Jul 25, 2020

Head

Saw Head (thanks, Lea!)  It was a vehicle for the band The Mokees scheduled to run after their TV show was cancelled.  The Monkees would start disintegrating the following year, so this film was created at a point where the point was being lost, the bits were getting stale, and everyone was starting to wonder why they were doing this anymore.  How appropriate for this film!

The film purposefully makes no sense.  The Monkees had been regarded as an artificial, insincere, corporate product, the plastic imitation of the Beatles.  They didn't write their own songs or select their own wardrobe (“That’s not even Michael Nesmith’s real hat.”)  Here, they lean hard into the artificiality and pointlessness of the film, indicting themselves and the short, indifferent attention span of modern America in the process.

I didn't have to decode this either.  They tip their hand basically at the opening of the film, with a chant-y song, gleefully announcing "Hey hey we are the monkees, you know we like to please, a manufactured image, with no philosophies."  They sing this after footage plays of someone idly flipping TV channels, seeing the horrors of the Vietnam war juxtaposed with the comforts of a campy Bela Lugosi film.  Their only point is that they have no point.  No point is not needed.  There are too many points jostling for our attention right now, man, who can make sense of it all?
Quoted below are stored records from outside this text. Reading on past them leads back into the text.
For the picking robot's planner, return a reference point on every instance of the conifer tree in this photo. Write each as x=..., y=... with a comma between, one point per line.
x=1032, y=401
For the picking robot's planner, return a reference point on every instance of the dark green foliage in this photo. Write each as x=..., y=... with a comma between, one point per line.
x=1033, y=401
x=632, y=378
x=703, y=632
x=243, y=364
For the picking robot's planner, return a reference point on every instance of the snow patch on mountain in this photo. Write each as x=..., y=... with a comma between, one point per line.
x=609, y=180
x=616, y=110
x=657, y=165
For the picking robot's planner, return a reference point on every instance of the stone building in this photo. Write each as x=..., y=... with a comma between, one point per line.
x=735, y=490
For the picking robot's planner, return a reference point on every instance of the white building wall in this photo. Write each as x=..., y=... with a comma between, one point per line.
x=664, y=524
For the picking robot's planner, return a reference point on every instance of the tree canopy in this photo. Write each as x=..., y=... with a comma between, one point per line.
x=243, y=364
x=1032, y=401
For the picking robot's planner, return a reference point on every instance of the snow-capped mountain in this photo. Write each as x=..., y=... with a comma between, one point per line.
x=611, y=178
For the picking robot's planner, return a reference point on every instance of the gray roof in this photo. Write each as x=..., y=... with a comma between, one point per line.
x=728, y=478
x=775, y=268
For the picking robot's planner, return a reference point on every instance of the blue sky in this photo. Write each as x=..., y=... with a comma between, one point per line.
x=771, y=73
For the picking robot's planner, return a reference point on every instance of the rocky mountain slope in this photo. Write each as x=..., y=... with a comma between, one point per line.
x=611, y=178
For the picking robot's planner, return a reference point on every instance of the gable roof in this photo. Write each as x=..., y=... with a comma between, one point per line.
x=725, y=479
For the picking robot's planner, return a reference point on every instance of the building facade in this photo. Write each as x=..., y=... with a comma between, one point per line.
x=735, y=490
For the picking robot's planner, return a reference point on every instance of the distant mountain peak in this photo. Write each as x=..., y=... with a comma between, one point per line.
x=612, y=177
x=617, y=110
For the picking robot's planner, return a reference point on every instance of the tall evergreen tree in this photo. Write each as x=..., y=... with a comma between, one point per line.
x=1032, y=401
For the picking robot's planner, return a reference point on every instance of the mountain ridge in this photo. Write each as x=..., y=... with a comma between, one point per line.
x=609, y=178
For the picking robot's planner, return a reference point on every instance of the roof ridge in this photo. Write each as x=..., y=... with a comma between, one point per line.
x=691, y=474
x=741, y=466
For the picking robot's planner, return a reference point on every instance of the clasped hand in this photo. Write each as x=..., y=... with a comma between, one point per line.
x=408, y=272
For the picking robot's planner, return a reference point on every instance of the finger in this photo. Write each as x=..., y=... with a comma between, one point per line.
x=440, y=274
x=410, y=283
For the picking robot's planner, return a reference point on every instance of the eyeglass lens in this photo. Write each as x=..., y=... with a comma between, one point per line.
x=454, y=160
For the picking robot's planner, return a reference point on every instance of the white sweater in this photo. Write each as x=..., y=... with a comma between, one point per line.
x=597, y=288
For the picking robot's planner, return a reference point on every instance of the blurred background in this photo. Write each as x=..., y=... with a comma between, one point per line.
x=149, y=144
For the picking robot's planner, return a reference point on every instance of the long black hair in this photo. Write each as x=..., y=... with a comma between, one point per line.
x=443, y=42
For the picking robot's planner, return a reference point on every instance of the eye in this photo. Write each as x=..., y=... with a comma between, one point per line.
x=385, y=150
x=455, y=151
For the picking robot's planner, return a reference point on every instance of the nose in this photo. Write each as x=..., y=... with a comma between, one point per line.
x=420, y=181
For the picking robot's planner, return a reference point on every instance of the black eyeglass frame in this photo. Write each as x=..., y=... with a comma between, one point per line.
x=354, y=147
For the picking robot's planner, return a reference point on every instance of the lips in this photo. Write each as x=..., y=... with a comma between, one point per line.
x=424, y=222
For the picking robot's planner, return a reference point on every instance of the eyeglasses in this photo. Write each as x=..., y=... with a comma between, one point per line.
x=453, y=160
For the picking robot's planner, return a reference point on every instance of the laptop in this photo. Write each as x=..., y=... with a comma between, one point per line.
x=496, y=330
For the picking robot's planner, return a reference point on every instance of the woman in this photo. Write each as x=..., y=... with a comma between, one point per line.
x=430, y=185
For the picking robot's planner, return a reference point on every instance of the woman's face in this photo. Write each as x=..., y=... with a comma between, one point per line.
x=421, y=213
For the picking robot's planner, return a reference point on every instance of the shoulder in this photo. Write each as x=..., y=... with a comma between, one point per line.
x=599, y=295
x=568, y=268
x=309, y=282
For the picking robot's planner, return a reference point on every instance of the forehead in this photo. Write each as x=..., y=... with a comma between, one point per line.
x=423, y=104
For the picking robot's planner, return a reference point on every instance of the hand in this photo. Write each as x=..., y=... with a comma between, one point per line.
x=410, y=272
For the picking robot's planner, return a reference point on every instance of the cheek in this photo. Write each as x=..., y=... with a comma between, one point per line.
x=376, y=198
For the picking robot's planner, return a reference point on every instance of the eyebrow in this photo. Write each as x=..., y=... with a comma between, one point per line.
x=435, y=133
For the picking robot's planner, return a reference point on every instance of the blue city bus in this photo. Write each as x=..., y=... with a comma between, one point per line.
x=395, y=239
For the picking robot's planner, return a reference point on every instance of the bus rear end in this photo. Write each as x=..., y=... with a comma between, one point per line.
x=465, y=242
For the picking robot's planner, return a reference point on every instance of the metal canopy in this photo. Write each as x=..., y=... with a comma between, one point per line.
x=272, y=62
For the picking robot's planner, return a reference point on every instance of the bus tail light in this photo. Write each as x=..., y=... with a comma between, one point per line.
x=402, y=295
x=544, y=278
So the film is very surreal.  There's moments of genuine delight (such as when a giant Victor Mature pops up over the horizon) but a lot more proto-70s unfocused angst (at one point, they rant against birthday parties.  Whatever...)  I think at the time (late 60s) there was kind of a rebellion against insincerity going on.  People wanted something "real" by which they meant raw, unprocessed, unfiltered, just speak what's on your mind!  Most people however don't have a lot to say that is very interesting so they quickly descend into petty complaints.  They used drugs to unlock their subconscious but drug trips are not always that interesting, you know.

Anyway, anyway, anyway, this film is nuts.  It makes no sense and this sort of wears after a while.  I took a long break at the one hour mark myself.  It's a movie you should see with other people.  It made me think entertaining thoughts about late 60s counter-culture, but I think that might be more me than the movie.  I dunno.